To allow for proper harnessing of the railway, established about 112 years ago, the Minister recently announced the Federal Government’s plan to repeal the Nigeria Railway Act of 1955 to allow states and private sector participation in rail business. According to him, the liberalisation of the railway business will ensure rapid development of the sector.
As it stands, the country’s legislation does not allow private sector to play any role in the rail sub-sector. The Nigeria Railway system transformed from its first and initial name ‘Government Department of Railways’ to Nigerian Railway Corporation in 1955 through the instrumentality of the Statutory Act of Parliament, which apart from changing the name of the railway industry in Nigeria, equally conferred on it absolute monopoly as the institution recognized by law to carry out railway services.
But the system is outdated and regardless of what amount of resources is invested into its rehabilitation, only very little can be achieved with the current obsolete technology. Today, rail transport accounts for an insignificant part of the transport subsector and therefore contributes too tiny a proportion of value-added in transportation.

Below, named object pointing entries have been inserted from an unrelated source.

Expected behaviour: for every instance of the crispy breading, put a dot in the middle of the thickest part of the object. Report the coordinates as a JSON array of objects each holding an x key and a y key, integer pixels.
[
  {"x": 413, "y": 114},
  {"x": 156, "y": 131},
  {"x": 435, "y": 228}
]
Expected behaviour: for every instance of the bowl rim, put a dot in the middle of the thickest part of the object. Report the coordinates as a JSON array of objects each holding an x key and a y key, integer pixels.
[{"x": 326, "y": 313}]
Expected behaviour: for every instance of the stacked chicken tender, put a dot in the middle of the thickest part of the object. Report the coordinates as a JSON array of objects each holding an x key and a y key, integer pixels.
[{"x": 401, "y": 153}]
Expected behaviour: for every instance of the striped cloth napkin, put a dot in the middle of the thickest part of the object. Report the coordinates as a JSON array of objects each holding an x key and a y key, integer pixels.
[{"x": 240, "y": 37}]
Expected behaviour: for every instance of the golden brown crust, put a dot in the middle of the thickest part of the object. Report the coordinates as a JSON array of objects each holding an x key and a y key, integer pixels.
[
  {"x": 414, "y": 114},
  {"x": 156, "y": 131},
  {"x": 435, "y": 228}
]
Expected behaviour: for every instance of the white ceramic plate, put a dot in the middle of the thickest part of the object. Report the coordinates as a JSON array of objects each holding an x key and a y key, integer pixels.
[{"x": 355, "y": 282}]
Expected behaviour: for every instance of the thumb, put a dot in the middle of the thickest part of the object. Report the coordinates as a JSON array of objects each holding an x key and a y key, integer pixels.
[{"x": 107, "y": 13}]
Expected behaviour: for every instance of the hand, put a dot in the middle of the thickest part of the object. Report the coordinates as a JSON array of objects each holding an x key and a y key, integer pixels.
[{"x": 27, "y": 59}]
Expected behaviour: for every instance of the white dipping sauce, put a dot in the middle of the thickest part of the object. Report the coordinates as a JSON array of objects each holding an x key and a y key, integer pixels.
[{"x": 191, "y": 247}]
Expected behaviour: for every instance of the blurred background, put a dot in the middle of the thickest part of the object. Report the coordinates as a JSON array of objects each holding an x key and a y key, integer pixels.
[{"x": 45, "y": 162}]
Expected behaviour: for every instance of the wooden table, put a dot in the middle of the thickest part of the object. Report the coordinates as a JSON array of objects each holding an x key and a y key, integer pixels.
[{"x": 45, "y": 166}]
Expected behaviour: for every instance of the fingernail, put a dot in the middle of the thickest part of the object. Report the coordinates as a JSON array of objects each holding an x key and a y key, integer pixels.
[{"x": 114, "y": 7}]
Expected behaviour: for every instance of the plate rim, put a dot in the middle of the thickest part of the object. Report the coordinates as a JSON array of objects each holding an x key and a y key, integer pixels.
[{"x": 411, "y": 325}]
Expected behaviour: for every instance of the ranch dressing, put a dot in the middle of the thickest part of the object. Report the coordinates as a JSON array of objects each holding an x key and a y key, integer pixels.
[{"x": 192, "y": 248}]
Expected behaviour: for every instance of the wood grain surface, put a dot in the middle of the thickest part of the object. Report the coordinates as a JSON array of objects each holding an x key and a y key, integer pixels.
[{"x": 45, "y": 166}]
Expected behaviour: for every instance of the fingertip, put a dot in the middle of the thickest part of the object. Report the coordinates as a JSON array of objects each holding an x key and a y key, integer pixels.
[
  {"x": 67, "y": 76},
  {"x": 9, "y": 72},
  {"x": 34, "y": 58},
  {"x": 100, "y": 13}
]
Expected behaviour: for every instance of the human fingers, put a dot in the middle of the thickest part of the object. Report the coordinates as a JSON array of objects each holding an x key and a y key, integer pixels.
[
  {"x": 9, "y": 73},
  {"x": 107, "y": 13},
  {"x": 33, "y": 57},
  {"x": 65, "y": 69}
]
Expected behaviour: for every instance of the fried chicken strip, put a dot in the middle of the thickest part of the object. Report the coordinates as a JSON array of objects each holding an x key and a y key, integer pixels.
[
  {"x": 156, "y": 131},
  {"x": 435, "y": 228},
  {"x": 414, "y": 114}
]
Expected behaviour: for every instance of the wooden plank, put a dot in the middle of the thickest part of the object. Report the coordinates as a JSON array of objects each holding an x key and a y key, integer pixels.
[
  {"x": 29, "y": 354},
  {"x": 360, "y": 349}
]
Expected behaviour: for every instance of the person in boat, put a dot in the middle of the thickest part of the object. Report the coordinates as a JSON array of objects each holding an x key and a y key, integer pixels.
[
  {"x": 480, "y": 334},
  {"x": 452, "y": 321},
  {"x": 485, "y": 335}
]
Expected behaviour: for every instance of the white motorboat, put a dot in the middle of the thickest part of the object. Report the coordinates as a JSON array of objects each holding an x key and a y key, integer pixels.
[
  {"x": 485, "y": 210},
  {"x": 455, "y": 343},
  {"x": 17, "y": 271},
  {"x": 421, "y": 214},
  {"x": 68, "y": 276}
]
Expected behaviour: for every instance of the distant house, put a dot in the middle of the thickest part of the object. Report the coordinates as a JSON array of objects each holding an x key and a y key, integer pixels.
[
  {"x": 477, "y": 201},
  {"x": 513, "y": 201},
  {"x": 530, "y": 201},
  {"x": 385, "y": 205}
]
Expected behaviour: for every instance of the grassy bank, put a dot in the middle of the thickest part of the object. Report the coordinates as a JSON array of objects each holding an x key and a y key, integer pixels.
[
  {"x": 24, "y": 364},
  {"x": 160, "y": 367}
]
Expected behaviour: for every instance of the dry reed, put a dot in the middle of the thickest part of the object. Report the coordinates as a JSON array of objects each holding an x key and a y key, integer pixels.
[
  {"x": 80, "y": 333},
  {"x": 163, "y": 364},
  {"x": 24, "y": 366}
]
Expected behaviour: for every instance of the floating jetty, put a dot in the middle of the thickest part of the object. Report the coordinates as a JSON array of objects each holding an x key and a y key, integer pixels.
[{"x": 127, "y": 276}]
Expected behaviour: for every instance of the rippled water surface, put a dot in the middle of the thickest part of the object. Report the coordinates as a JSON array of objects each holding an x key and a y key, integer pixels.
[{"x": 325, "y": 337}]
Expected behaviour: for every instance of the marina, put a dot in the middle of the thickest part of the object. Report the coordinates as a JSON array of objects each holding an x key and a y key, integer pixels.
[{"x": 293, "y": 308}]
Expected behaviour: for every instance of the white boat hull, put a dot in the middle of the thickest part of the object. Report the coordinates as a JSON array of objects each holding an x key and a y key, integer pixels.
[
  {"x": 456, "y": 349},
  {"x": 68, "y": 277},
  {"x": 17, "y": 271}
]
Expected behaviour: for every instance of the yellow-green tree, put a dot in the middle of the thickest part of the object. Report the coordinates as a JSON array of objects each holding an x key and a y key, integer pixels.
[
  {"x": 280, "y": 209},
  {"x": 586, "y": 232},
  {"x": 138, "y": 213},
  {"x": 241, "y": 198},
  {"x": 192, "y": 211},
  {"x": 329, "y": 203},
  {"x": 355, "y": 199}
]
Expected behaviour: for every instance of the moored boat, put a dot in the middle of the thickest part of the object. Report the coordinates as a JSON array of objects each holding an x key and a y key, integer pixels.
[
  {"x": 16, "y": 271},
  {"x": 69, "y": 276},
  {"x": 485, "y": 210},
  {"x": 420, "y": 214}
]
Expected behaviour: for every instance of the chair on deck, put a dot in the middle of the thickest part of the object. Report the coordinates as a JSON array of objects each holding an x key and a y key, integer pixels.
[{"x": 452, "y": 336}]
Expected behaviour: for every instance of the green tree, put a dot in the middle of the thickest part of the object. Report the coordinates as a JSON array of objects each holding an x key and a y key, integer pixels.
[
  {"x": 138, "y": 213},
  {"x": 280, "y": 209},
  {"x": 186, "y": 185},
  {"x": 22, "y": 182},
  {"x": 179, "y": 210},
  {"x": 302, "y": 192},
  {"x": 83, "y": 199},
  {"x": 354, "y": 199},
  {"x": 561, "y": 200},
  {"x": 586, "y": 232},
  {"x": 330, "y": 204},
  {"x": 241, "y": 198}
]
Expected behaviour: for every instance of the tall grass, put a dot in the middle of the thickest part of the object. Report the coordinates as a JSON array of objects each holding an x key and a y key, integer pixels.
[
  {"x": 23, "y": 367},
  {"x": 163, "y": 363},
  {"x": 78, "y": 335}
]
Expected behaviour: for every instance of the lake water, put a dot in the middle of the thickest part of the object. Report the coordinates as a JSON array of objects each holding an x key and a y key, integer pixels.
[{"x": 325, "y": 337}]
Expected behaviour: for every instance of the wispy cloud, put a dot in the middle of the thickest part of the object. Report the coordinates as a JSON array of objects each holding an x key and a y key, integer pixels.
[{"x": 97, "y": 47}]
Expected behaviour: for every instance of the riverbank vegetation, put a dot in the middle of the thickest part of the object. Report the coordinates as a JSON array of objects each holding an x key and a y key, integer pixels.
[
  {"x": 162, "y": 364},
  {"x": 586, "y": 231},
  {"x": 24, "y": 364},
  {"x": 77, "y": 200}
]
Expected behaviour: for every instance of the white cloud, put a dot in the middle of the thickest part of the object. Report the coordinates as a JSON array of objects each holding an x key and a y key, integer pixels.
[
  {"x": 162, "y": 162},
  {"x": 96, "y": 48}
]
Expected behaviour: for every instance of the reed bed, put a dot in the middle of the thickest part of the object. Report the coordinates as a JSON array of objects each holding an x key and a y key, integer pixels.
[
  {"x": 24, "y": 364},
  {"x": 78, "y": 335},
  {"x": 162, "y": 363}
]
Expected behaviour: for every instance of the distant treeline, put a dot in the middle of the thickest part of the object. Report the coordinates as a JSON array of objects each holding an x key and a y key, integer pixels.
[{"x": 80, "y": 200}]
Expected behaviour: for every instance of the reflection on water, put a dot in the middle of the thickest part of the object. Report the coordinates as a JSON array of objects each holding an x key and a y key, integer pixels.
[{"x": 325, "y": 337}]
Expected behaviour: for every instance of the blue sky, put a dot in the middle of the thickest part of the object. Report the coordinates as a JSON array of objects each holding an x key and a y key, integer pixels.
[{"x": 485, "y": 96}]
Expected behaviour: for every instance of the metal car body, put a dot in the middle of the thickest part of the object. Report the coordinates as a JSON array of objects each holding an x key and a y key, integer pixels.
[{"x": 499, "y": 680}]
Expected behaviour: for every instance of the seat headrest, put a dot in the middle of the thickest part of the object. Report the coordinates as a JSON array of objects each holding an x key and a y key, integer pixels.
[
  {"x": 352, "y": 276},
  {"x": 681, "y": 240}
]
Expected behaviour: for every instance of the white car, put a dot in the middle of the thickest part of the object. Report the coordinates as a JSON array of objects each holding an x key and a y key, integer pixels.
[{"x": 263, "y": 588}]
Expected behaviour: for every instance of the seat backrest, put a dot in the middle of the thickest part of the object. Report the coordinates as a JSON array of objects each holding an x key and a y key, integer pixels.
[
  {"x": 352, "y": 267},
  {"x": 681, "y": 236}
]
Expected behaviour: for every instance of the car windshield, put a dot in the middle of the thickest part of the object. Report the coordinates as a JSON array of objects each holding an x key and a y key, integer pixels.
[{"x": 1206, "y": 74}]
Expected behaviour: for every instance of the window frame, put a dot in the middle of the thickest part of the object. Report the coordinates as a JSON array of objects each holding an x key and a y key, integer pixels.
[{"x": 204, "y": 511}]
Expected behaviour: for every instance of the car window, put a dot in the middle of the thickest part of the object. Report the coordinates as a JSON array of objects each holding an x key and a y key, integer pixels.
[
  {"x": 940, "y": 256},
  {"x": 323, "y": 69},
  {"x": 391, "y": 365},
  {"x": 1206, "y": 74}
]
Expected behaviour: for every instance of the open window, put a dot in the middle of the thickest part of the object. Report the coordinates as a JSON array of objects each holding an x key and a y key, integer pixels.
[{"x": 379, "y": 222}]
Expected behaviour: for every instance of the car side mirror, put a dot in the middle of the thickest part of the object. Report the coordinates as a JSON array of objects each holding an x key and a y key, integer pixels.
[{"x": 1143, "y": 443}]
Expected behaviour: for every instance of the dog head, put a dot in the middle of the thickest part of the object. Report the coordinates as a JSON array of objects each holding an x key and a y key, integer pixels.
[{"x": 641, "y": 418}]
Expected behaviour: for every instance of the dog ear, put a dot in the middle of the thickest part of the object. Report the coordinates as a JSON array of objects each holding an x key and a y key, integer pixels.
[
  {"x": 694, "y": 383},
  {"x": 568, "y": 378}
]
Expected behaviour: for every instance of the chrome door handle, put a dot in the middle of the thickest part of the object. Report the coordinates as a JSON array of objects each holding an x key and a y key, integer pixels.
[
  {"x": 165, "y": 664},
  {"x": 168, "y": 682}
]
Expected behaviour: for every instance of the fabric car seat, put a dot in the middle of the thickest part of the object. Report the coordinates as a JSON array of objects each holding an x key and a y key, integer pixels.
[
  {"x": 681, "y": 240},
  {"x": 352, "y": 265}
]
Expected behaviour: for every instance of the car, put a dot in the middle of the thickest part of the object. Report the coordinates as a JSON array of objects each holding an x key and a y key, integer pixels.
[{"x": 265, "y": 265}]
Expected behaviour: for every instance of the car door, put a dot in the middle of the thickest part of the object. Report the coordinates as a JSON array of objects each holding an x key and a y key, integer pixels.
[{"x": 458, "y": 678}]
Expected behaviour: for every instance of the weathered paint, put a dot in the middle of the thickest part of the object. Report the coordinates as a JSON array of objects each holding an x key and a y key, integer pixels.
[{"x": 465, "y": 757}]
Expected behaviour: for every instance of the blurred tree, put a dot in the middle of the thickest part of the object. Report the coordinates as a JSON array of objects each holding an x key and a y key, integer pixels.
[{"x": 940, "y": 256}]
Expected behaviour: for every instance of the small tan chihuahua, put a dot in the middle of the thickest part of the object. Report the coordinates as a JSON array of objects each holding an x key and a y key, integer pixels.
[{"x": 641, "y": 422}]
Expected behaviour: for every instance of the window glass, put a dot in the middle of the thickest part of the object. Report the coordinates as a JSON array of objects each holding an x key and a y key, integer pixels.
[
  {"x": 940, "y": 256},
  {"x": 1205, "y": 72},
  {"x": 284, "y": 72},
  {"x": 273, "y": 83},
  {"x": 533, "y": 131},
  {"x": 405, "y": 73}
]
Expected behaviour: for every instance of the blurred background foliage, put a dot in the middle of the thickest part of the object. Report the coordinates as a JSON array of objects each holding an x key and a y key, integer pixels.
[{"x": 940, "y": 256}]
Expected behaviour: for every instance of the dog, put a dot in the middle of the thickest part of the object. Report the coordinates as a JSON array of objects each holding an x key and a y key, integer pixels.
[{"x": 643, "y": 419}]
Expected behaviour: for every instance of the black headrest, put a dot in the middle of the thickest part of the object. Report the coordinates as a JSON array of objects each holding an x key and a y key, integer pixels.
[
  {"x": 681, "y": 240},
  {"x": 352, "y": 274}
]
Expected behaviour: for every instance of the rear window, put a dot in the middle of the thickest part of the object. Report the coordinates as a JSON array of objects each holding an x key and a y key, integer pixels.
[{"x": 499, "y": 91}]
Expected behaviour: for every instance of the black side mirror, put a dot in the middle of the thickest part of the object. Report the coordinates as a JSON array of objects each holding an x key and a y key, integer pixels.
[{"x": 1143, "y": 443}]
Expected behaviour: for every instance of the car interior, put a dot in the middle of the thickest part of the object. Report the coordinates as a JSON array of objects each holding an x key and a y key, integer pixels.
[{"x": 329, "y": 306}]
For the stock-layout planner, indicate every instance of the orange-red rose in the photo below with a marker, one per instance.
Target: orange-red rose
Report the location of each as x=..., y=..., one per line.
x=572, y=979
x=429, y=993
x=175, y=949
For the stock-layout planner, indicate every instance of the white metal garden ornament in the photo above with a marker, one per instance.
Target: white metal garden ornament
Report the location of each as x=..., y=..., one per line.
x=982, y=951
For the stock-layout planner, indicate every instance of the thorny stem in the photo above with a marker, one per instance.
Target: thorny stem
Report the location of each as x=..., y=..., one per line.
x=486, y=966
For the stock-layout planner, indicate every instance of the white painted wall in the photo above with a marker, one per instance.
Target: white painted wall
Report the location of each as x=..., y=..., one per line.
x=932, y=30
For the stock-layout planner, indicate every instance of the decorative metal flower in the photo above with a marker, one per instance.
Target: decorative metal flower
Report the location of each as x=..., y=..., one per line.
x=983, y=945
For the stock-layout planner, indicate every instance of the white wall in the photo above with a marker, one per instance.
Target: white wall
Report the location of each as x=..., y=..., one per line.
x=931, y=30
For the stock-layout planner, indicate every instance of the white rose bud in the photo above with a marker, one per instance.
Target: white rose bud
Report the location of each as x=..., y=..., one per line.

Road transport has taken over the traffic previously conveyed by rail, with severe consequences for the state of the roads in the country. Rail transport, all over the world, is known to be very safe, cost effective and labour intensive. It is also usually the most suitable mode of transportation for heavy traffic flows when speed is an advantage, because of the lower cost per person per load.
SOME success stories in the rail transport include the completion of rehabilitation of the Lagos-Ibadan-Ilorin-Jebba narrow gauge rail, substantial completion of rehabilitation of Jebba-Mokwa-Zungeru-Kaduna-Kano narrow gauge rail line and rehabilitation of the Port Harcourt-Aba-Umuahia-Enugu-Makurdi-Lafia-Kuru-Buachi-Gombe-Ashaka-Maiduguri narrow gauge line.
The railway has also recorded improved transportation services with 12,000 passengers daily on Lagos-Ibadan routes, 10,000 metric tonnes of cement from cement factory in Ewekoro to Ibadan and acquisition of 20 pressurized fire proof Tank Wagons, each with the volume capacity of 45,000 litres, an equivalent of 27 trailers for conveying oil and gas products.
Revitalisation of the rail line, which includes the spur line to Jos, Kafanchan, and Kaduna junction, according to the minister, will be completed before the end of the year, a 10-month completion period. He listed other efforts initiated to turnaround the fortunes of the corporation as the procurement of workshop equipment; installations of 5,000KVA, 1,000KVA and 750 KVA generators; refurbishment of over 500 wagons and coaches; and recent arrival of 20 units of pressurised tank wagons for hauling of petroleum products.
On water transportation, which is another mode of transporting bulk products, the Federal Government, through the National Inland Waterways Authority (NIWA) has already dredged the River Niger from Baro in Niger State to Warri in Delta State. With the dredging, the government planned to accelerate trade and boost water tourism by creating a reliable and safer access.
The Managing Director of NIWA, Ahmed Aminu Yar’Adua said with the dredging of the River Niger, future market will open up to improve accessibility of existing areas for boat, habour and inland ports development as well as create avenue for investment and provide job opportunities.
Already, about 2,700 tonnes of ceramics tiles were recently transported by barge in three trips from Onitsha to Lokoja with zero damage along the dredged lower River Niger Channel. This is an equivalent of 135 trailers trip at 20 tonnes capacity per trailer with about 20 percent damage because of bad roads.